I've just started Frances Hill's A Delusion of Satan. (Although I recommend strongly that you skip the introduction by Karen Armstrong, which includes such unexamined sentences as: "What Frances Hill's book shows so clearly is that bad religion can be as destructive as the most virulent atheism.") Since she's started with trying to present the experiences of Abigail Williams and Elizabeth Parris, I know that at least her intentions are to address the gap in Boyer and Nissenbaum's argument. We'll see how well she does.
no subject
Date: 2008-01-29 06:05 pm (UTC)no subject
Date: 2008-01-29 06:16 pm (UTC)Are you still pursuing Donner Party material? Because This (http://www.amazon.com/Desperate-Passage-Donner-Perilous-Journey/dp/0195305027/ref=pd_bbs_sr_2?ie=UTF8&s=books&qid=1201630193&sr=1-2) was listed in a book club selection mailer I got yesterday.
no subject
Date: 2008-01-29 07:07 pm (UTC)I really quite like the Boyer and Nissenbaum. Its flaw is more that they get a little Key-to-All-Mythologies about their thesis, not that the thesis itself is wrong. And they give good research.
no subject
Date: 2008-01-29 07:42 pm (UTC)But giving good research is always hott.
no subject
Date: 2008-01-29 10:02 pm (UTC)The first victim, Bridget Bishop. (http://www.law.umkc.edu/faculty/projects/ftrials/salem/SAL_BBIS.HTM) A few pages of reading about her tell me she was a model feminist, way ahead of her time. (http://www.google.com/search?q=Bridget+Bishop+&rls=com.microsoft:en-us:IE-SearchBox&ie=UTF-8&oe=UTF-8&sourceid=ie7&rlz=1I7GGLH)

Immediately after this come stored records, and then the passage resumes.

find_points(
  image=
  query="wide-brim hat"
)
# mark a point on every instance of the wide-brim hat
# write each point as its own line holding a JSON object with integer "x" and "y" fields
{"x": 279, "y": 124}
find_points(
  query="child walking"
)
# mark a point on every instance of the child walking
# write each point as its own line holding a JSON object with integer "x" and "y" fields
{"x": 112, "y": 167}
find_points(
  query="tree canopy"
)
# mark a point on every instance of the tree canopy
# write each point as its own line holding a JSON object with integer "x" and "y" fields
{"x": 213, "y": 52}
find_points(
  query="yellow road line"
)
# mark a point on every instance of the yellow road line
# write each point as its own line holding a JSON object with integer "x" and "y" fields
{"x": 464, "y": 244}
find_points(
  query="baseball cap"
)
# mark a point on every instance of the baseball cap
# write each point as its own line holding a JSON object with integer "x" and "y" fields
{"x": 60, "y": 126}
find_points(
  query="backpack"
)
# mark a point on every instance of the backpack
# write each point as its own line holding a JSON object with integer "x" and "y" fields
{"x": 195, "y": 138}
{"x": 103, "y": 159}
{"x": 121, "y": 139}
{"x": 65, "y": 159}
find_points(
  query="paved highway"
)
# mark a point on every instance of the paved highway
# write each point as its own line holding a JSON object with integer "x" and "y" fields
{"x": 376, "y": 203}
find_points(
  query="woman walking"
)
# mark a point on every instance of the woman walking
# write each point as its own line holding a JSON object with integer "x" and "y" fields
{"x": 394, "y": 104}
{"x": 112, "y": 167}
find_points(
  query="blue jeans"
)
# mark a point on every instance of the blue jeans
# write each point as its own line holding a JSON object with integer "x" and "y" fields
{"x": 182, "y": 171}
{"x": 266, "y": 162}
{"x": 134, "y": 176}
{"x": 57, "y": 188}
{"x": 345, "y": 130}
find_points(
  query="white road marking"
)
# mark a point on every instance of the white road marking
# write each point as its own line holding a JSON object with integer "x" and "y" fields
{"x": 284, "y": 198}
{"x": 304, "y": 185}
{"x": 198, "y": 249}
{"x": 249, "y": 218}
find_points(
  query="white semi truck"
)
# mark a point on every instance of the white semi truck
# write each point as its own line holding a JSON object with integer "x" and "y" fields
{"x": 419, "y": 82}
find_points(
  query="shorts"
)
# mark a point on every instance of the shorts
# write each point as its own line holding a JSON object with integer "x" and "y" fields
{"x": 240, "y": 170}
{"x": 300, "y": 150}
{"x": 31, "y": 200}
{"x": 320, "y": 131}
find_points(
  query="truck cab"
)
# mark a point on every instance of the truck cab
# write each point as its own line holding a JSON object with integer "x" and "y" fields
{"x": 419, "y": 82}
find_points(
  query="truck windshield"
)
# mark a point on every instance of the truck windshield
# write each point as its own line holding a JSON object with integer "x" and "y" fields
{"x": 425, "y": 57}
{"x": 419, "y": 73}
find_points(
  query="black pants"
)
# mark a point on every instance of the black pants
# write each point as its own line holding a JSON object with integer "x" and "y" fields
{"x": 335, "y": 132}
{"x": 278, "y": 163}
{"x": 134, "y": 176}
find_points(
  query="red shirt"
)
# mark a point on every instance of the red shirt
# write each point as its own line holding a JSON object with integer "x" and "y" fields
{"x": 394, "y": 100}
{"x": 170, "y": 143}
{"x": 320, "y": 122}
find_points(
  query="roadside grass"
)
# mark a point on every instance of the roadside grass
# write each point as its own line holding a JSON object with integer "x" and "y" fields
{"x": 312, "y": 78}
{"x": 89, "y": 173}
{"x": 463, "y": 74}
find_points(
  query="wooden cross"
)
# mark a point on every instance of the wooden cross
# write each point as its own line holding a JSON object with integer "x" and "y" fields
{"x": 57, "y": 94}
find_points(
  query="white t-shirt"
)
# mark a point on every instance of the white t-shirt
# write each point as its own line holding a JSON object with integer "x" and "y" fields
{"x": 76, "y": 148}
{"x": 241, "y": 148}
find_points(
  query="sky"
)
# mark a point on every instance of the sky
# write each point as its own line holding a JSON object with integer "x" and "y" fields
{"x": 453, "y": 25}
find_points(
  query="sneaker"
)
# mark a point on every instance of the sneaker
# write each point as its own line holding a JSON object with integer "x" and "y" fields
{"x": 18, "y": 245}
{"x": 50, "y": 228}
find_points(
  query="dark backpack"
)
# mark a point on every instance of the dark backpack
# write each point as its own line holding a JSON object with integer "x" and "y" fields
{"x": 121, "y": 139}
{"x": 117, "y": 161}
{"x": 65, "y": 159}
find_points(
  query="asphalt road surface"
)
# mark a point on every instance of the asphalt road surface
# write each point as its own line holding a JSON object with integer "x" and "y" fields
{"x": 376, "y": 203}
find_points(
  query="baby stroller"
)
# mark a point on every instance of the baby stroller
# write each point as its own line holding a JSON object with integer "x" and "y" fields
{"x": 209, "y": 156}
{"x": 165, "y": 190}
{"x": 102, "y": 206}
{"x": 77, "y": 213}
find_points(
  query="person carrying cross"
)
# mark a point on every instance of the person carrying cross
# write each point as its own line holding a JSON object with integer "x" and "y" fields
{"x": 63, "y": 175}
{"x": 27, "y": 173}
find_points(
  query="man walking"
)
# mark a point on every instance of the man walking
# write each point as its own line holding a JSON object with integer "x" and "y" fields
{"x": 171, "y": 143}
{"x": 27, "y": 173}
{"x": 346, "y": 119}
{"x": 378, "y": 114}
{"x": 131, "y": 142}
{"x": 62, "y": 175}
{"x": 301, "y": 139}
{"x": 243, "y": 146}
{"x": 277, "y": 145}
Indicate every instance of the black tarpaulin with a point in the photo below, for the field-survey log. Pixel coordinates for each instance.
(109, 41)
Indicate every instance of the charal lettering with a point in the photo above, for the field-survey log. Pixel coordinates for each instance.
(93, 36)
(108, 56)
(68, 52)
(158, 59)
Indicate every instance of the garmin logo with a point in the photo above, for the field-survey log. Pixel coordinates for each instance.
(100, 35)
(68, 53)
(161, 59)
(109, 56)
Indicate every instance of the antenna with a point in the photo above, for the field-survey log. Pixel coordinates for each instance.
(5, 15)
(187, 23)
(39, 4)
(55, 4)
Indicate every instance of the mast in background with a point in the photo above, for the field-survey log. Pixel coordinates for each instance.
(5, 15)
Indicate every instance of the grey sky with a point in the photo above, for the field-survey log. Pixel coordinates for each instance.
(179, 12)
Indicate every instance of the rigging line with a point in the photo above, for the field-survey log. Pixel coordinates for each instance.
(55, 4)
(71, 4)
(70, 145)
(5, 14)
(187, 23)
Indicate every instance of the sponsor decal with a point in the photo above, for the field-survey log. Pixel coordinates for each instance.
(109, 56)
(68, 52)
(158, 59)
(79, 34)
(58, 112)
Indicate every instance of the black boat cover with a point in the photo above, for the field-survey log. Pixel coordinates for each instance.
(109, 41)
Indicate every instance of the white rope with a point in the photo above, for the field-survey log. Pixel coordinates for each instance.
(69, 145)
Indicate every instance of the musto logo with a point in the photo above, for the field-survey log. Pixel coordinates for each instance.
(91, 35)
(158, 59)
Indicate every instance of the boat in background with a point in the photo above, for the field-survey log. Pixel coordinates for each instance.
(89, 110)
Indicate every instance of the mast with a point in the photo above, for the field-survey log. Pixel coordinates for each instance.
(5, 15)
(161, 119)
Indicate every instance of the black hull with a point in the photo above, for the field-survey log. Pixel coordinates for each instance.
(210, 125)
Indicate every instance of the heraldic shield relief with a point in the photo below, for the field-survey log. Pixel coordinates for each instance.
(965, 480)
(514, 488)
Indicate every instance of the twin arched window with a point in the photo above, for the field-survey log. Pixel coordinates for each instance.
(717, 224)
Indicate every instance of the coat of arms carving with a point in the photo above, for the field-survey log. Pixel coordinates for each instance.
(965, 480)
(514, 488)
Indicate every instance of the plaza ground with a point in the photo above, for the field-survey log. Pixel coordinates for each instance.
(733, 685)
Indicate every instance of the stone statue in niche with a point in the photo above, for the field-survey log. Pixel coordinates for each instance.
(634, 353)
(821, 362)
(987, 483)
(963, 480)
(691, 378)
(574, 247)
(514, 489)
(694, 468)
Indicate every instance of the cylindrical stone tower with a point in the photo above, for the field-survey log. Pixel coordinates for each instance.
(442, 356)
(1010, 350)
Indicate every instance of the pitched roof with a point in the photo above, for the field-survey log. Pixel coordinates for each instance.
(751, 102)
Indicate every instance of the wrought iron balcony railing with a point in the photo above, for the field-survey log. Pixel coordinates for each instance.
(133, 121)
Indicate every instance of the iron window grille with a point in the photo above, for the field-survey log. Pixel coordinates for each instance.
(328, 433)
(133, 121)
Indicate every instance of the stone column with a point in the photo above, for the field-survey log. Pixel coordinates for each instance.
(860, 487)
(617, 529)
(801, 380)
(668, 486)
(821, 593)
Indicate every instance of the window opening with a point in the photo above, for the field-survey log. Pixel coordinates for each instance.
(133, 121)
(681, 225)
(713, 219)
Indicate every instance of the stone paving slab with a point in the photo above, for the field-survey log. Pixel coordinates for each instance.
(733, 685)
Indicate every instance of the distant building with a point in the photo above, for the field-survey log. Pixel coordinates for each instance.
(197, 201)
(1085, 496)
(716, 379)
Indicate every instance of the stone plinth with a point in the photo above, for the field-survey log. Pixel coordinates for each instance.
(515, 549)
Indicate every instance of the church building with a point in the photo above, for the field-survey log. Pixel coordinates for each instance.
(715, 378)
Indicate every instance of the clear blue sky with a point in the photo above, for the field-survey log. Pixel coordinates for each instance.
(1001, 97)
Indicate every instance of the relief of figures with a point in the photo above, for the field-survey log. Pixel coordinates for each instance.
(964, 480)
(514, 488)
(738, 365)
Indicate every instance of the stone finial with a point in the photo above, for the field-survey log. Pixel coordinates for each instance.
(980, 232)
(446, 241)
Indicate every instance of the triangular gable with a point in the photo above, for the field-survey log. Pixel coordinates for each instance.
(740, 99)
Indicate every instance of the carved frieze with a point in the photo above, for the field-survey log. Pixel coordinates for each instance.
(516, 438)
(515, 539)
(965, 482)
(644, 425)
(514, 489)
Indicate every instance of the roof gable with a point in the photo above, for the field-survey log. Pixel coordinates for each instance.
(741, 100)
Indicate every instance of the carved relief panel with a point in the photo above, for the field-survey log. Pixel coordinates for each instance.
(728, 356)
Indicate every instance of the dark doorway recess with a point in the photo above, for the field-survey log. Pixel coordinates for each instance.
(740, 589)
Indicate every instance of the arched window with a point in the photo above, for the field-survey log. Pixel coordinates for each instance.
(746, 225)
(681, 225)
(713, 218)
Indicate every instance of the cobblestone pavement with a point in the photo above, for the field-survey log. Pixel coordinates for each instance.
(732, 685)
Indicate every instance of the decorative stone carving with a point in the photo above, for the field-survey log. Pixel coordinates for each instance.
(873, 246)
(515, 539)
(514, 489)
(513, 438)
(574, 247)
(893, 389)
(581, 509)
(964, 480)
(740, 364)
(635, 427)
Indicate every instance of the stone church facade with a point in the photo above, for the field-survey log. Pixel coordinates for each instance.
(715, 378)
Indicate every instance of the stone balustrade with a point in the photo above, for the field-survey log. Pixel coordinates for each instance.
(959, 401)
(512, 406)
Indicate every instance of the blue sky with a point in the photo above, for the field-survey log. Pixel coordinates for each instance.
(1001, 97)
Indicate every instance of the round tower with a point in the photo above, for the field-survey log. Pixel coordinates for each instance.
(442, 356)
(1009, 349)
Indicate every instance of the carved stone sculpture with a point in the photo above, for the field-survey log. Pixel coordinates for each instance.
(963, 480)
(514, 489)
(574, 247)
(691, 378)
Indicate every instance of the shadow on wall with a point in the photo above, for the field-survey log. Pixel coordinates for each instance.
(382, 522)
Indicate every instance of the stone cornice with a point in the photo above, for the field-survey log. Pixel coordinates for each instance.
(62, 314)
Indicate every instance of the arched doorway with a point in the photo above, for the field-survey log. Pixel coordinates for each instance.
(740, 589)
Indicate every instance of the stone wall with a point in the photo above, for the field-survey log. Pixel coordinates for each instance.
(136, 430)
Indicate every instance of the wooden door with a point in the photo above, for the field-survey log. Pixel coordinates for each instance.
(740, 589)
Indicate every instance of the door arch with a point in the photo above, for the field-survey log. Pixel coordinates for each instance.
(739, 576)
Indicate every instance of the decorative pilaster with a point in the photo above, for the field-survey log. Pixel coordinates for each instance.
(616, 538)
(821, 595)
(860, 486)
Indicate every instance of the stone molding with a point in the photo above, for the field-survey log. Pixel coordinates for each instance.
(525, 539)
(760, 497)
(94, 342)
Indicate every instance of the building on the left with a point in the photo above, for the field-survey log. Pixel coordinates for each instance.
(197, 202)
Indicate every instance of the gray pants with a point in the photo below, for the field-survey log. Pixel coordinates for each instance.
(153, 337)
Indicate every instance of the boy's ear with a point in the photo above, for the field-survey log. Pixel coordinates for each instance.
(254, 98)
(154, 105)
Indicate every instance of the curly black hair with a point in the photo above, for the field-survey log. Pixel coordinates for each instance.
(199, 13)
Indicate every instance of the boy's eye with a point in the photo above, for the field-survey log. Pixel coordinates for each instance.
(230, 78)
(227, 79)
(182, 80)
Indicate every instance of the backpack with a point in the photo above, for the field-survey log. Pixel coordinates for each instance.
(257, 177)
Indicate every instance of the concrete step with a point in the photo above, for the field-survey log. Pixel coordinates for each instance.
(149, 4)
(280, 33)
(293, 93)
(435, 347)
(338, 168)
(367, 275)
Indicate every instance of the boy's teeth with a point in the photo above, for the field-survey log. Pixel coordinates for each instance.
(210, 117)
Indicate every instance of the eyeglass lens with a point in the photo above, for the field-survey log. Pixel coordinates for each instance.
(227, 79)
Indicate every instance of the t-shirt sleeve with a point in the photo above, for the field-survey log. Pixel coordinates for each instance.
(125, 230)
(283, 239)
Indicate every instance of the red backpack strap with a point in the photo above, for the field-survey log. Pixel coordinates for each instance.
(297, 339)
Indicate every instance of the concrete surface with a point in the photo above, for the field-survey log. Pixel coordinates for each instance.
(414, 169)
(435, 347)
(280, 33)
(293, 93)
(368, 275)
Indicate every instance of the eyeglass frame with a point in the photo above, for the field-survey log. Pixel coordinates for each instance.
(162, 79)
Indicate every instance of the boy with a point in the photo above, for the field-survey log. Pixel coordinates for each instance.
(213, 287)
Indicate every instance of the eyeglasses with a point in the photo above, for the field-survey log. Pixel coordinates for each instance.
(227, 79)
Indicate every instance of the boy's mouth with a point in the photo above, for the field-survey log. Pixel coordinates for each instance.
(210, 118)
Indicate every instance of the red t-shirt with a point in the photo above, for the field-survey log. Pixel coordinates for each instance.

The Salem witch trials started as a measure to control and manipulate women that didn't fit into Puritanical society (Bishop, Tituba, others) and I have no doubts that many of the men brought to trial were either victims of homosexual acts or simply suspected of being gay.
(it is also interesting to note that Mr. Bishop married his wife's accuser not barely a year(?) after her trial--- no, no that wasn't a planned event. Not at all.)
I disagree with the idea that "Witch Hunts" have been organized solely for the purposes of the educated elite. The Malleus speaks way too specifically about the "sins of women": women who would have sex with any convenient demon, kill babies, and even steal penises .
Odd how this reference and many,many more within the Malleus hearken to tales of Lilith, Adam's first wife.
no subject
Date: 2008-01-30 10:04 pm (UTC)no subject
Date: 2008-01-30 11:17 pm (UTC)What I did find is that Judeo/Christian/Muslim societies ubiquitously used "witchcraft" accusations whenever a local patriarchy was being threatened/challenged by a woman or women.
In many of the zero events surrounding witch hunts it was not surprising that victim zero's description (we are also reading history from the "victor's POV"...be that as it may) held ideological similarities to that of a feminist mindset.
With all that said. I agree that the Salem Witch Trials can not be bottlenecked into a single straighforward modality for victim selection. However, I stand by my statement that Bishop was a feminist, a strong willed woman who defied the patriarchy (both in her own home and in the community) and that of all crimes to be accused of, witchcraft was both dehumanizing and defeminizing. It was this specific act of defiminization by use of the word "witch," a word that had been specifically socially reprogrammed to represent something other than what it truely was---that marked the zero event of the Salem Witch Trials as wholly misogynistic in nature.
For the rest of the trials I'd like to defer to moral panic and the Milgram Experiment...
...and apologies if I am totally off topic. I tend to wander.